Rant for Jesus-It Is Well With My Soul

I’ll run the race the Lord has given me until He takes me home. I’ve won some and lost some. It’s easy to say it will all be alright because the Lord has me, when everything is going good.

It’s in those losing times your faith is tested. It’s when God allows you to go through the fire, when He holds you to the flame that you realize just how much you need Him in your life and the lives of your loved ones. It is a humbling experience meant to change you, to transform you to become more like Jesus.

I remember how far He has carried me. I know He loves me. He gives me His grace and mercy. I am forgiven. I know I don’t deserve it.

God sees me through Jesus. My every stain He has washed away. I am covered by the blood of Jesus. I am the righteousness of God through Jesus Christ and only through Jesus. I am forgiven at the foot of the cross.

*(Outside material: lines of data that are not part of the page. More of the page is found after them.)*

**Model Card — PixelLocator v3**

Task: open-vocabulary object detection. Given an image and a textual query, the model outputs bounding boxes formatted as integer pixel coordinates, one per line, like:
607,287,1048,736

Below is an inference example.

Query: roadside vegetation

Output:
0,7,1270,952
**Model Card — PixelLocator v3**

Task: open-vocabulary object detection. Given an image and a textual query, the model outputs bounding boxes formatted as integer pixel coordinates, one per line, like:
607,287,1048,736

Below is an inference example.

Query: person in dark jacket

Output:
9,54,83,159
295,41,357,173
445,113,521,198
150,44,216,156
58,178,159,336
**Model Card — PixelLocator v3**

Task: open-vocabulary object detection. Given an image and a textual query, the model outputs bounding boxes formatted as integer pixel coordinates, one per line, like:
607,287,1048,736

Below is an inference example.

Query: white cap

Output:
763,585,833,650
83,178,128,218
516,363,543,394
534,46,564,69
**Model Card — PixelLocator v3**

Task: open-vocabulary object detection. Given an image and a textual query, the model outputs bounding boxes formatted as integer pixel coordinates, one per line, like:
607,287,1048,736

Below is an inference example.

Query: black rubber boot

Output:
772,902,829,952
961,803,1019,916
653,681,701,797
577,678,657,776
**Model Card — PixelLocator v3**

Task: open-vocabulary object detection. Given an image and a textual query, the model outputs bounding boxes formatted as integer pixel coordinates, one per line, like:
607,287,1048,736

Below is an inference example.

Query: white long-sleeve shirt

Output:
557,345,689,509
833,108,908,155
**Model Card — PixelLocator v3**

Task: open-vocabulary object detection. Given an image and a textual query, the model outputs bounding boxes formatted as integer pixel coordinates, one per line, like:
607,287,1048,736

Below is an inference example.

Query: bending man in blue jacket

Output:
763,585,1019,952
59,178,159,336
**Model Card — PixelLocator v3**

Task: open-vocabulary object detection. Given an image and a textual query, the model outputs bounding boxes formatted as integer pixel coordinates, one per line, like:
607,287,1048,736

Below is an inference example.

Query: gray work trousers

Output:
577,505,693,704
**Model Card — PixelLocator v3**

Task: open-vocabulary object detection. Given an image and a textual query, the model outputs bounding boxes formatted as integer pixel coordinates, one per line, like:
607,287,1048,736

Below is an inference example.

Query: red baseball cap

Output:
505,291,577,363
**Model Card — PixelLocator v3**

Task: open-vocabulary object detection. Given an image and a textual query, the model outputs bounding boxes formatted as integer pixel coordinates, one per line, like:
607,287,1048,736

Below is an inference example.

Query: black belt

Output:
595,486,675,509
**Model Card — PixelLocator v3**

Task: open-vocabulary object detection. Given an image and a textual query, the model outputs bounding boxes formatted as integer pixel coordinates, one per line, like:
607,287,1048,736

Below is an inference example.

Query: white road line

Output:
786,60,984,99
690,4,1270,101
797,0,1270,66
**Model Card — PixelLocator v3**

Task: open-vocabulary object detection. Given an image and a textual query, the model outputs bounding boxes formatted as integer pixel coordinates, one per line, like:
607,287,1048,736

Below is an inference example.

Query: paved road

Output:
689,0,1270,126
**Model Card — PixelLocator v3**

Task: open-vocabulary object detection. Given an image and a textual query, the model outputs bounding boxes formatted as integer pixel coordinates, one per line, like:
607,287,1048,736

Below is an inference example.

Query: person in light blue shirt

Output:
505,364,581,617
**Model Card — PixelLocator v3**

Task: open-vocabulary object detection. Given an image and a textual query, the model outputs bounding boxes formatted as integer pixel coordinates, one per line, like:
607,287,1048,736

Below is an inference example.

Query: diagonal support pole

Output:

What will you say when you are held to the flame, going through the fire? Jesus said it only takes a little faith to move a mountain. That’s a good thing because when you are in the fire that may be all you have.

The Fathers arms are open wide. I know He is able to change every circumstance, every sickness and every hurt. But even if He doesn’t move that mountain, heal that sickness, cure that cancer my hope is in Him because I know He can. He can save us through the fire with His mighty hand.

I know the grief, sorrow and hurt would all be gone in an instant if He would just say the word. But even if He doesn’t I will bear my cross while I wait for the crown. I’ll fight the fight that needs to be won in the Name of Jesus. Lord give me the strength to say, it is well with my soul.

You heal the broken, remove their chains and bind up all their wounds. You deserve the glory. You are Faithful and True. My hope is in You alone. I will follow You all of my days, even if You don’t ….. I know You are able, I know that You can. It is well with my soul. Yes Lord, it is well with my soul.

God bless. Heal the brokenhearted, bind up all their wounds.